July 14–FRANKLIN, Mass.–Metrology will play an increasingly critical role in preventing molecular contamination of deep UV optics and resists in 193nm lithography, according to participants in Extraction Systems’ recent Lithography Contamination Control and Monitoring Roadmap Workshop.

“Based on presentations and group discussions during the workshop, it’s clear that 193nm lithography is here to stay, and will be the mainstay of semiconductor production through the 45nm technology node much longer than most anticipated. This tightens process parameters like never before, and leaves absolutely no budget for contamination-induced variables,” said Devon Kinkead, president and CEO of Extraction. “At these very low K1 factors, contamination induced light scattering and CD variation will no longer be a nuisance, they will cause a direct yield loss.”

This is the third year Extraction has hosted the workshop, which is designed to outline the challenges related to lithography contamination control in the 130nm to 45nm technology nodes. Since its inception in 2001, the event has expanded into a two-day event, attracting dozens of thought-leaders representing companies, consortia and academia from throughout the deep UV lithography community. This year’s workshop featured working groups, a panel discussion and more than 25 presentations from speakers with expertise in exposure tools, optics, resists, metrology, and semiconductor manufacturing, including presentations from chip makers, exposure and development tool makers, research and consortia organizations, resist makers and academia.

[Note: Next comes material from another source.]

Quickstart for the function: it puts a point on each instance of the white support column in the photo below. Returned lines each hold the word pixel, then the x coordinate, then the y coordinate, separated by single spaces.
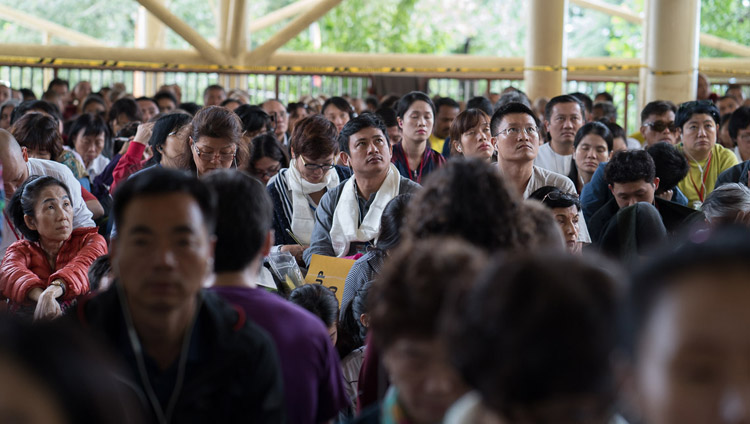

According to workshop participants, current filtration systems are doing a good job of protecting 193nm resists, and much progress has been made in maturing the measurement and control of pollutants that threaten optics. The need to understand filter performance for acids, bases and organics increases as the wavelength drops. Because of variation in molecular challenges from fab to fab, filter breakthrough is difficult to predict. Consequently, lithographers need a simple and reliable method to determine the filter’s end of life point. Low K1 factor 193nm lithography and developing immersion and imprint technologies present significant contamination measurement and control challenges.

In total, more than 40 participants attended the Lithography Contamination Control and Monitoring Workshop, held June 8-9, 2003 in Wellesley, Mass. Next year’s workshop will be held June 14-15, 2004.